A bruised liver is a type of injury to the liver. It is also called a contusion of the liver.
The liver is the largest organ inside your belly. It helps you stay healthy in a number of ways. For example, it helps your body get rid of harmful substances and it makes substances your body needs.
Car accidents are the most common cause of a liver contusion. For example, the liver can be bruised if your body smashes into the steering wheel. It can also happen when you are playing sports (for example, if you are hit in the belly) or if you fall onto your bicycle handlebars or are in a fight.
The symptoms depend on how the liver was injured and the severity of the injury. A common symptom is pain and tenderness to touch in the area around the liver—that is, the upper right section of the abdomen, including under the right ribs.
Your healthcare provider will ask about your symptoms and how you were injured. Your provider will examine you and look for injuries such as broken ribs and signs of internal bleeding. He or she will also check to see if the liver is tender or swollen.
An important part of the diagnosis is making sure that the injury is just a contusion and not something more dangerous, such as a tear in the liver or active bleeding from the liver into the abdomen, which can be life-threatening. Blood tests will look for signs of bleeding. Blood tests are also a way to check the functioning of the liver. They may find chemicals (enzymes) that the liver releases into the blood when it is injured.
You may have an ultrasound scan or CT scan.
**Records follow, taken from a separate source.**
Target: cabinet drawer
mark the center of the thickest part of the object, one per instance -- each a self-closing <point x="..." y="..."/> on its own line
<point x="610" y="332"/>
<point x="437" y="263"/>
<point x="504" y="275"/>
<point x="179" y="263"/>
The scans can show swelling of the liver, tears, and collections of blood (hematomas) in the liver. The CT scan can also show other injuries around the liver, such as broken ribs, which can tear the liver or cause bleeding.
If the physical exam and tests show no evidence of any injury other contusion, the treatment is rest and careful observation. Blood tests may be repeated at least daily for a few days to check for blood loss. The CT scan may also be repeated to make sure that there are no new signs of liver injury or internal bleeding.
Compared with other liver injuries, a contusion tends to be mild and not life threatening. Recovery will depend on how severe the injury was. For example, if the contusion came from a simple fall onto a bicycle handle at low speed, it may only be a matter of days until the soreness is gone and the liver tests are back to normal. If the contusion happened in a bad motor vehicle accident, it may take days to weeks for the liver to return to normal.
Because contusions of the liver tend to happen in accidents, there is no easy way to prevent them. Since the many of these injuries are from motor vehicle accidents, wearing your seat belt gives you the best protection.